Former Lexington Police Chief Deana Allen is now settling in as the city manager.
Allen had been serving as interim city manager but the council pulled the interim title off and gave her the job.
Allen, a 1992 graduate of Purcell High School, got into law enforcement in a unique way.
In the spring of 1990 she was instructed to participate in a career day in Sue Hurt’s class at PHS.
“I had no idea what I wanted to do but I did have an interest in law enforcement,” Allen said. “I decided to shadow the police for a day.”
Darrell Moring was the police chief. Kathy Fleck, who would later become an OHP Trooper, and David Tompkins, now with the McClain County Sheriff’s Department, were patrol officers that day.

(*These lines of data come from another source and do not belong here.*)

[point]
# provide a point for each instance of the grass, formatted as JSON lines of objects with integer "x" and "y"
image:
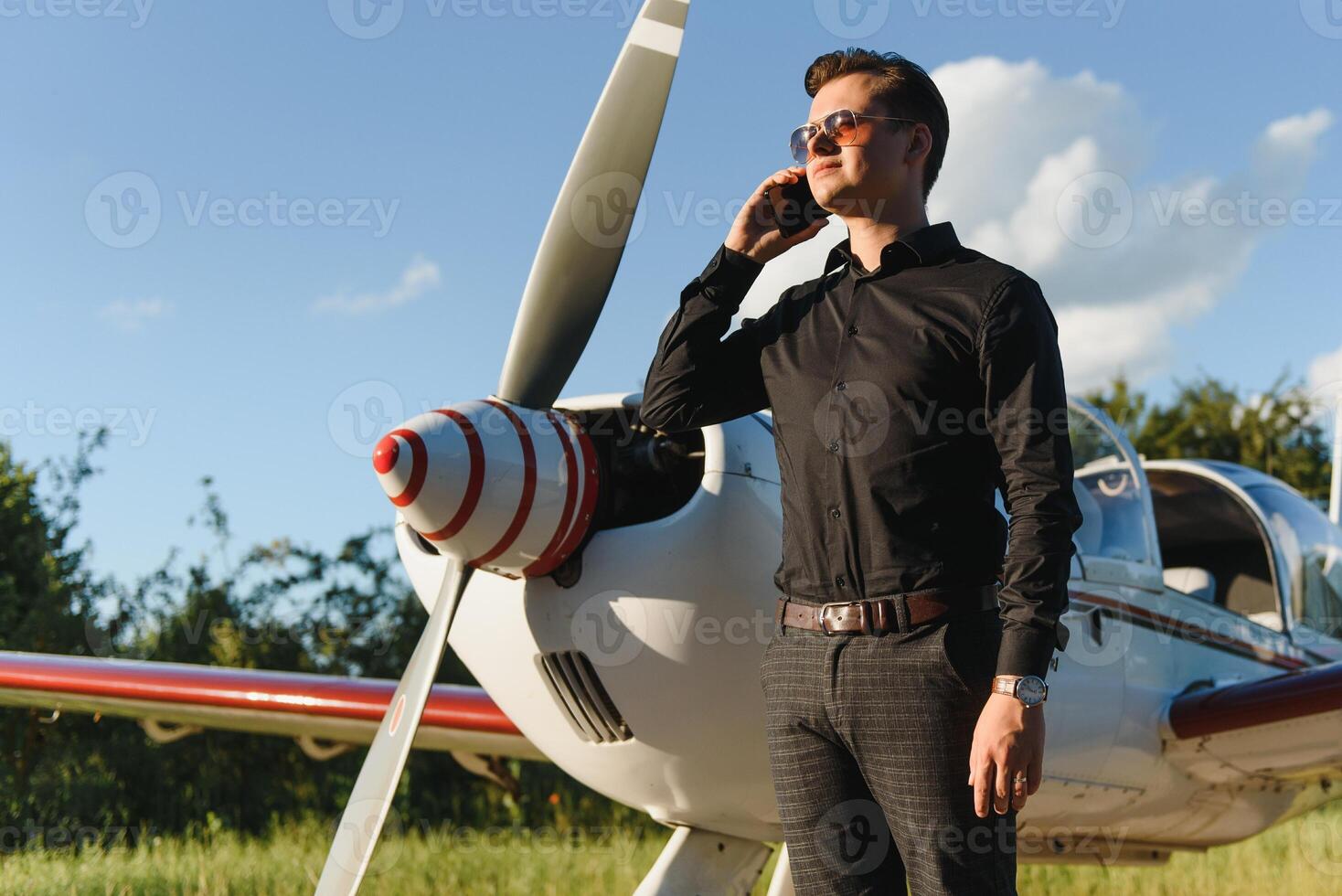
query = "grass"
{"x": 1302, "y": 858}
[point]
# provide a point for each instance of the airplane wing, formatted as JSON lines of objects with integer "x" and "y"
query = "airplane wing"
{"x": 1284, "y": 727}
{"x": 323, "y": 712}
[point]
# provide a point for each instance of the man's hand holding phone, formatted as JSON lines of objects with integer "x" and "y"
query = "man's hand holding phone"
{"x": 756, "y": 231}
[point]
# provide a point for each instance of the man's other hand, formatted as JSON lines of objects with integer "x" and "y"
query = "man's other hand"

“I watched Kathy work an accident in what used to be Spencer’s parking lot and she answered questions about being a female in law enforcement,” Allen recalled.
“David taught me about operating the radar while observing traffic in the school zones and shared the pros and cons of being in law enforcement.”
Tonya Blair-Wheeler, who was the dispatcher at the time, taught me about the duties and responsibilities of a dispatcher what an important and vital role they play, not only for the caller, but also for the officer on the street,” she said.
That was the day she decided to go into law enforcement.
She was eventually hired as a dispatcher at Lexington, rising to the role of police chief.
After a stint as a reserve deputy with the McClain County Sheriff’s Department, Allen was offered a job as an officer with Lexington.
She worked her way up through the ranks of sergeant, lieutenant, captain and in November of 2005 became the chief.
Allen began filling in as interim city manager after Chris Coker left at the end of November.
“At first I was just going to fill in until they could hire a new manager,” Allen said. “But eventually I found myself not only feeling accomplished by what we were getting done but I really enjoyed the position,” she continued.
The council chose four applicants to interview but then COVID-19 reared its ugly head. By June two of the four had decided not to apply. During a special meeting June 23 the council voted to name her city manager.
“I share my story with young girls in the community. I tell them never let anyone tell you you can’t do something,” she continued. “Don’t give up and keep working towards your goals.”
According to the Oklahoma Police Chiefs Association the life span of a small town chief is 5-7 years.
“When people ask me how I’ve managed to be the chief for 15 years I can say, I’m fair. I care about our community and I’ve worked hard to establish and maintain a good relationship with the citizens of Lexington.
“This city and its citizens truly mean something to me and I will continue to work hard for them. I’ll just be doing it from a different office,” she concluded.
Allen lives in Lexington with her husband, Billy, and daughter, Maddison.